Fast forward 30 years later and now I’m publishing my own paperbacks and eBooks under the SJS DIRECT imprint.

I’ve come a long way in 30 years. How did I get here?

In my late teens I came to understand the value of Black people controlling their own image in the media. During the crack epidemic of the late 1980’s and early 1990’s I watched as the mainstream media presented crack cocaine not as a national issue affecting everyone in America, but as an inner-city issue for Black people. The Crackhead, usually a nappy headed Black male in raggedy clothes was presented as a terrifying boogeyman everyone needed to be scared of. And the Drug dealer was presented by the media as a savage, ruthless killer who enjoyed killing his own people in drive by shootings.  

Not many knew that the news media had just repackaged the Crackhead as the coon caricature in a brand new package. Nor did they understand that the dope dealers they saw in the news was just the Black Brute in a shiny new wrapper. I had no understanding of what a coon or a Brute was at 17, but I knew that these negative images needed to be countered. And seeing how Black people were being presented in a negative light, I dedicated myself at the age of 17 towards writing positive stories about the Black experience.

Seeing the constant niggerization of Black people during the Crack Epidemic in incidents like the Central Park jogger case, The Rodney King case, and the Brian Watkins case, I wanted to tell the stories of the Black people who were decent, hardworking people like myself and my family. Parents who worked jobs. Kids who went to school and got good grades. Kids who aspired to go to college and get jobs. Kids who never touched a drug or even thought of getting involved with the dope man and his crew. People I knew.

I grew up in a family dedicated towards academic excellence where education was considered a priority. I wanted to get the story of people like myself out there and share them with the other young brothers and sisters who could relate to the stories I wanted to tell.

Back in the 1990’s I originally planned to present my stories as comic books. It was my lifelong dream to be a comic book writer. Back then, I thought the best way to inspire young Black boys and girls was through giving them a comic book featuring African-American characters.

Unfortunately, that’s not what God Intended. The Comic book industry collapsed back in 1993, and after I graduated college in 1994, I found myself being forced to pursue a new dream when I was unable to find full-time work.

With the comic book industry in ruins and the job market a brick wall, I became a novelist instead. It took close to a decade for me to hone my skills as a writer and learn how to write a novel. It took close to a year after that to learn the process of how to submit a book to a publisher. And after I finished my first novel, I soon learned about the painful process of rejection.

I got a lot of Nos from the big publishers and literary agents in the 1ate 1990’s. Many liked my writing but couldn’t find a way to market it.
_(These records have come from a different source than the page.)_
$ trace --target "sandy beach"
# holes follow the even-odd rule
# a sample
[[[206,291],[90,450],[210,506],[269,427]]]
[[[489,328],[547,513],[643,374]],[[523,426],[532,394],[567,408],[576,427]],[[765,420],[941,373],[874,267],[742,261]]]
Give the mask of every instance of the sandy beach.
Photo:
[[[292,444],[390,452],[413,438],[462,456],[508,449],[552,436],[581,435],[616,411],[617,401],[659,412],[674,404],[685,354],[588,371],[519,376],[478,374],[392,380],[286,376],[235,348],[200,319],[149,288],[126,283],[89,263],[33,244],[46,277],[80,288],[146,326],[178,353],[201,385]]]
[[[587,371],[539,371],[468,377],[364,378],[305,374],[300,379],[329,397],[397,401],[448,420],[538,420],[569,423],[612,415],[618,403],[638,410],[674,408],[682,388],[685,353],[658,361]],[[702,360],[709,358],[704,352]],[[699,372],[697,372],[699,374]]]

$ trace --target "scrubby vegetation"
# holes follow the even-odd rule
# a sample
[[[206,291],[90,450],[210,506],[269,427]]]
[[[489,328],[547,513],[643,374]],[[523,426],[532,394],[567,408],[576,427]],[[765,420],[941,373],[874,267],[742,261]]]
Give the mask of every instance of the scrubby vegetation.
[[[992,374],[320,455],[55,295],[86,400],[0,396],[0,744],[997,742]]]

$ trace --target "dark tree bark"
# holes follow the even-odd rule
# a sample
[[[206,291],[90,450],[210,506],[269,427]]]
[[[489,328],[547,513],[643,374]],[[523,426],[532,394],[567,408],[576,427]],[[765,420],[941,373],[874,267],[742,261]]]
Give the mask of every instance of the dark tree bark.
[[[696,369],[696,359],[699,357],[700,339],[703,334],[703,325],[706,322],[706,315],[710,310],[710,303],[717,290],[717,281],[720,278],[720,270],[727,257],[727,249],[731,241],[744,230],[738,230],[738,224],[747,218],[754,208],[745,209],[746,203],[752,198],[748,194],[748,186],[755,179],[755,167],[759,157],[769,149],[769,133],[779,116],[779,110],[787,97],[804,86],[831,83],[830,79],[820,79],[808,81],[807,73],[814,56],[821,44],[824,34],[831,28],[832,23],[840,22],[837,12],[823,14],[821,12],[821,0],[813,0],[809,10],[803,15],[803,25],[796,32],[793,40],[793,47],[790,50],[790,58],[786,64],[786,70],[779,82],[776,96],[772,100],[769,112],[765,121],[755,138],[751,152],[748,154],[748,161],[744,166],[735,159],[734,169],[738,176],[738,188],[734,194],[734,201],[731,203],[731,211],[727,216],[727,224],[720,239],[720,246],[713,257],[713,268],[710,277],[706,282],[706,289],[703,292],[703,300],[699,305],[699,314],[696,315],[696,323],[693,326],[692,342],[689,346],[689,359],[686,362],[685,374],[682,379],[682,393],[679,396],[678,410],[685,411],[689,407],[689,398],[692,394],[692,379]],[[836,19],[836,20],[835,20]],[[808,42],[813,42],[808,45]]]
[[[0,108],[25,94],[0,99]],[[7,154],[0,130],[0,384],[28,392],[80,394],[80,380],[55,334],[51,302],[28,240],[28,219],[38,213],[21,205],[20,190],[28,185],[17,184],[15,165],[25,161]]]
At the time I was pushing The Changing Soul, a story for Black men in a time where books for Black women like Waiting to Exhale were dominating the Book market. And I was Pushing Isis, an African-American fantasy book in a time when Black speculative fiction was in its infancy.

But I still believed there was a market for positive stories about the Black experience. So when Print-on-demand publishing became affordable in 2002, I invested $200 of my last $600 from my savings into publishing Isis. It would have been John Haynes’ first story The Changing Soul, but that story had way too many glitches in it.

Turns out that was the best investment I made in my life. Isis wasn’t a blockbuster hit, but it did open a lot of doors for me. The royalties from that book, as small as they were gave me hope and kept me afloat during a long period of unemployment.

I kept writing and I kept honing my skills over the past decade learning how to write screenplays, teleplays, blogs, and non-fiction. By 2009, I was ready to start my own publishing imprint SJS DIRECT. In the past five years SJS DIRECT titles have gotten critical acclaim and books like A Recipe for $ucce$$, All About Marilyn, The Temptation of John Haynes, All About Nikki, The Isis series and The Thetas have found small audiences. I still don’t have that best-seller yet, but I believe if I keep persevering I soon will.


I don’t know what the next 30 years will bring for me. I’m hoping I have that breakthrough book. But what I’m really hoping is that brothers and sisters will get inspired by my writing and start embracing the more positive images of themselves. It would put a smile on my face if I were to see life in the Black community start imitating art I present in my writing.